AMD EPYC 7501 Benchmarks and Review 32 Cores Per Socket

13

AMD EPYC 7501 Benchmarks

For this exercise, we are using our legacy Linux-Bench scripts which help us see cross-platform “least common denominator” results we have been using for years as well as several results from our updated Linux-Bench2 scripts. At this point, our benchmarking sessions take days to run and we are generating well over a thousand data points. We are also running workloads for software companies that want to see how their software works on the latest hardware. As a result, this is a small sample of the data we are collecting and can share publicly. Our position is always that we are happy to provide some free data but we also have services to let companies run their own workloads in our lab, such as with our DemoEval service.

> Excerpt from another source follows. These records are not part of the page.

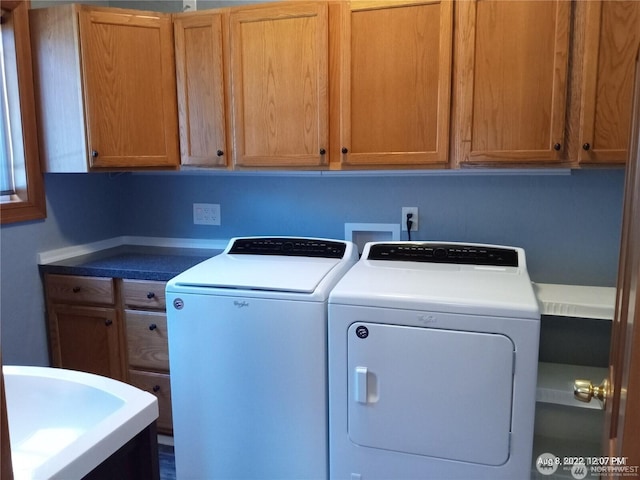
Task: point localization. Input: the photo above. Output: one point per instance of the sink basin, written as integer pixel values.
(64, 423)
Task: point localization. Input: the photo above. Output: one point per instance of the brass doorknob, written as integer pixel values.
(584, 391)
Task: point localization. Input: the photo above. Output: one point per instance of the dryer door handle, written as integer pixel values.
(361, 389)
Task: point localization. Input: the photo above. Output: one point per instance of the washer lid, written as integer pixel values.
(258, 272)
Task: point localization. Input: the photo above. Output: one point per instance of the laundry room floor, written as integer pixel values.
(167, 458)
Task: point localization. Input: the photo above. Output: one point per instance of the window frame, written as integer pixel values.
(28, 202)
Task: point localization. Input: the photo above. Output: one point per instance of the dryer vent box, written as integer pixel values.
(361, 233)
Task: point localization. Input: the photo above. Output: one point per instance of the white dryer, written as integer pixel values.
(248, 356)
(433, 352)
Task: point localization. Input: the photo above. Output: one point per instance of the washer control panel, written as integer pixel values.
(292, 247)
(444, 253)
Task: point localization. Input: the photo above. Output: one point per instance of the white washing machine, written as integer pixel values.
(433, 352)
(248, 356)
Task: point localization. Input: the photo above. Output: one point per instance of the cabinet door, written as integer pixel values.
(511, 81)
(612, 36)
(129, 88)
(395, 83)
(279, 78)
(200, 74)
(86, 339)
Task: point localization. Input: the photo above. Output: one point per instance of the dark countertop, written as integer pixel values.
(132, 261)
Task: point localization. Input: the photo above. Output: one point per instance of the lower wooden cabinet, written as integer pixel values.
(148, 343)
(158, 384)
(112, 327)
(85, 330)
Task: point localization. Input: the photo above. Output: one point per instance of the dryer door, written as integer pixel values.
(424, 391)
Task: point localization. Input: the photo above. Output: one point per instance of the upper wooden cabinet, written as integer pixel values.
(510, 81)
(611, 35)
(279, 76)
(201, 40)
(394, 83)
(105, 88)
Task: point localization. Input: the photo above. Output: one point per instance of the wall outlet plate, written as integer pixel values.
(206, 214)
(414, 218)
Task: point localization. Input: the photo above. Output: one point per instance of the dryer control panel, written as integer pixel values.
(454, 253)
(296, 247)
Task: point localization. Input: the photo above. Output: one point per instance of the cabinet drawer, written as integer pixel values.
(159, 385)
(147, 340)
(143, 294)
(77, 289)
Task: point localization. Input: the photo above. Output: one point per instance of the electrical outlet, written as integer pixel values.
(414, 218)
(206, 214)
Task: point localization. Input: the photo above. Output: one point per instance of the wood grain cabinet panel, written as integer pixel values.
(144, 294)
(84, 325)
(147, 340)
(511, 81)
(158, 384)
(394, 83)
(113, 105)
(78, 289)
(611, 40)
(201, 56)
(279, 76)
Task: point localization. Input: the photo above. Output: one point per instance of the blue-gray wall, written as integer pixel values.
(568, 224)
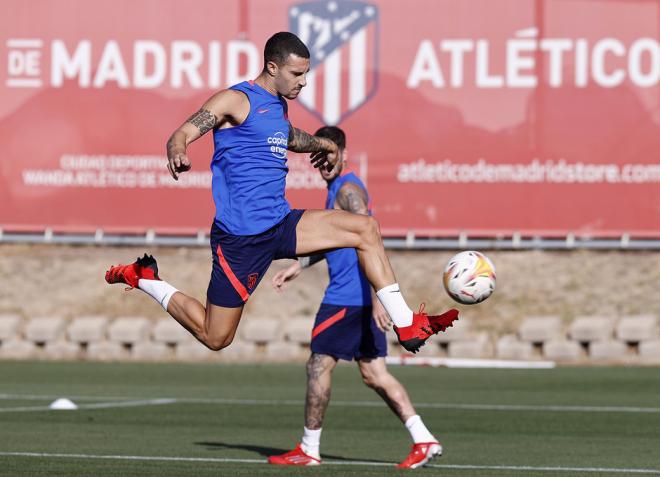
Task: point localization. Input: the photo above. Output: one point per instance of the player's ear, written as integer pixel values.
(272, 68)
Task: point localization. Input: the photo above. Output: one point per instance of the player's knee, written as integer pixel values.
(217, 343)
(372, 380)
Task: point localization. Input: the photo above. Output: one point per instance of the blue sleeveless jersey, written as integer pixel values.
(249, 166)
(348, 285)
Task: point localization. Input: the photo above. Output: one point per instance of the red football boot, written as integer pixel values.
(414, 336)
(145, 267)
(441, 322)
(421, 454)
(295, 457)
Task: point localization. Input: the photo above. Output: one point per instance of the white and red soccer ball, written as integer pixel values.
(469, 277)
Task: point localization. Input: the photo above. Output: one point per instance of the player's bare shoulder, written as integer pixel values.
(226, 108)
(352, 198)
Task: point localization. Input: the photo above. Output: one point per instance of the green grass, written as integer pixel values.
(486, 438)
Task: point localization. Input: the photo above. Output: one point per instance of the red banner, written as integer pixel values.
(461, 115)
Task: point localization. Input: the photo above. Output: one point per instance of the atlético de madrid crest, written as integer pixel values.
(342, 37)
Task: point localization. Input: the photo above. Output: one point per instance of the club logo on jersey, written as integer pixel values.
(342, 37)
(278, 143)
(252, 280)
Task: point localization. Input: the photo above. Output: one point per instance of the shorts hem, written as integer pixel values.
(225, 305)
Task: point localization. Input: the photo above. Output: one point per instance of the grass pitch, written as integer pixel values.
(174, 420)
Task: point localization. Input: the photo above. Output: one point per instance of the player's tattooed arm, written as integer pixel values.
(300, 141)
(352, 199)
(204, 120)
(306, 262)
(177, 159)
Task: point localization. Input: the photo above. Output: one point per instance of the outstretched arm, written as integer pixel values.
(227, 106)
(324, 151)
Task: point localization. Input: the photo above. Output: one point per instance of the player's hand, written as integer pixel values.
(178, 162)
(381, 317)
(282, 277)
(327, 158)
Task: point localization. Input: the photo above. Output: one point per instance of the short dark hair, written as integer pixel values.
(333, 133)
(281, 45)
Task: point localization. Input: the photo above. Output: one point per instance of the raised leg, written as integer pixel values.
(320, 230)
(214, 326)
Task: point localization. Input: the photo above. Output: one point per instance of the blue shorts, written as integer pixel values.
(240, 262)
(347, 332)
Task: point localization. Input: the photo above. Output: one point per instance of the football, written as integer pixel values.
(469, 277)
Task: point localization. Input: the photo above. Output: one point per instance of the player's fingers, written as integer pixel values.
(172, 171)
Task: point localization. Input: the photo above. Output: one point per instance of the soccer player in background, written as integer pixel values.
(347, 327)
(254, 223)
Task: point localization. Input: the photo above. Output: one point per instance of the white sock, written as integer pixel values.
(158, 289)
(418, 430)
(396, 306)
(311, 442)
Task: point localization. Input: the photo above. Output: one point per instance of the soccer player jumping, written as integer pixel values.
(254, 223)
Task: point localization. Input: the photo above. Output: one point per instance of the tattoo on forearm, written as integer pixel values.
(204, 120)
(318, 393)
(306, 262)
(351, 200)
(300, 141)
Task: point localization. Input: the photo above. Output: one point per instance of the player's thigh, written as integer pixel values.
(320, 364)
(328, 229)
(222, 322)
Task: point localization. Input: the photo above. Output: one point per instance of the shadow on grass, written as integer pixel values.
(267, 451)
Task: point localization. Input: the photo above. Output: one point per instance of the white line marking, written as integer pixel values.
(330, 462)
(293, 402)
(99, 405)
(24, 43)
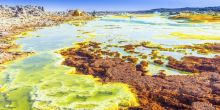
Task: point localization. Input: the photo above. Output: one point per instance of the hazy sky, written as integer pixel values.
(90, 5)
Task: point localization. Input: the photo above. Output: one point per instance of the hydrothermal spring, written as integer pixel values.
(40, 81)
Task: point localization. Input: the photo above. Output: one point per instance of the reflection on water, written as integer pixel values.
(41, 82)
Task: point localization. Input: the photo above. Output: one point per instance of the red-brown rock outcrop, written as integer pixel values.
(196, 92)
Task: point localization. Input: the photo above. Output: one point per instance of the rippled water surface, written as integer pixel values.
(41, 82)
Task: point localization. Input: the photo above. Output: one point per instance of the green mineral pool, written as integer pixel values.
(41, 82)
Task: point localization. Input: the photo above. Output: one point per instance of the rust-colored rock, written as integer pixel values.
(154, 92)
(196, 64)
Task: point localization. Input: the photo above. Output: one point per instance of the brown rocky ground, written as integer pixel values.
(196, 92)
(196, 64)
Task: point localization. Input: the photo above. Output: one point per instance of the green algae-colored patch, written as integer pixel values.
(39, 82)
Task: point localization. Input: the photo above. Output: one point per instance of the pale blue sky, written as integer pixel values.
(110, 5)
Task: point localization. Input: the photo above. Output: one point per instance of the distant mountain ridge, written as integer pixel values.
(168, 10)
(194, 9)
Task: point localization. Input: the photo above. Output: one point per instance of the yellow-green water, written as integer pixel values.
(40, 81)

What we do provide is an extremely controlled environment where we know every step is exactly the same and each run is done in a real-world data center, not a test bench.

Python Linux 4.4.2 Kernel Compile Benchmark

This is one of the most requested benchmarks for STH over the past few years. The task was simple, we have a standard configuration file, the Linux 4.4.2 kernel from kernel.org, and make the standard auto-generated configuration utilizing every thread in the system. We are expressing results in terms of compiles per hour to make the results easier to read.

AMD EPYC 7501 Linux Kernel Compile Benchmark
AMD EPYC 7501 Linux Kernel Compile Benchmark

Having a massive number of cores and 8-channel DDR4-2666 memory bandwidth yields impressive performance. The Intel Xeon Gold 6152 is in the same price band but with only 22 cores, even with higher clocks, it cannot handle the 32-core AMD EPYC 7501.

c-ray 1.1 Performance

We have been using c-ray for our performance testing for years now. It is a ray tracing benchmark that is extremely popular to show differences in processors under multi-threaded workloads. We are going to use our new Linux-Bench2 8K render since it teases out more differences in this CPU segment than our older 4K results.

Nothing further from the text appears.